The first phase consists of organizing a public dialogic discussion, called hybrid forum based on a central controversy that emerged from the fieldwork. Each country will have its own hybrid forum on a given subject in a chosen local area. Hybrid forum 2.0 is a methodology developed in a previous EU H2020 project and inspired by “acting in an uncertain world” a book published by Callon, Lascoumes and Barthe in 2001. The public dialogues through hybrid forums ensure a democratic approach including many different actors by sharing of visions and goals related to the project as well as co-creation of knowledge from an early stage.
 
After hybrid forum and together with partners and people who have participated in the HF 2.0, each research team will choose a pilot project, to be developed together with actors in the field and associative partners. Pilots are not decided from before as we wish to a findings to needs, but they can be as varied as food festival, establishment or support of food truck, exhibition, theatre play, a radio channel or other collaborative activities. The aim is to stimulate and make easier integration of migrants through foodscapes in the long term.
 
This second phase will be instantly followed by the third step, which is the evaluation of the pilot project, to measure direct and indirect impacts related to social integration – including societal, cultural and environmental impact.

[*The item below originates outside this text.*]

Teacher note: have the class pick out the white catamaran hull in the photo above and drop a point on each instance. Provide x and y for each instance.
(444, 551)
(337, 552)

More info here about Hybrid forum 2.0 – Article in open acces.
 
Dissemination and communication
WP5 includes popular and academic dissemination, as well as academic teaching. FOOD2GATHER brings together people to share experiences and food, debate issues and come up with ideas and conditions for how food in public spaces can create opportunities for intercultural communication and interaction. We want FOOD2GATHER to reach many relevant groups and individuals across the public, policy-makers, researchers, NGOs, entrepreneurs, educators and students.
 
FOOD2GATHER will participate and present findings in media, newspapers, podcasts and classrooms. At the end of the project we will publish a book and a policy brief and arrange an exhibition.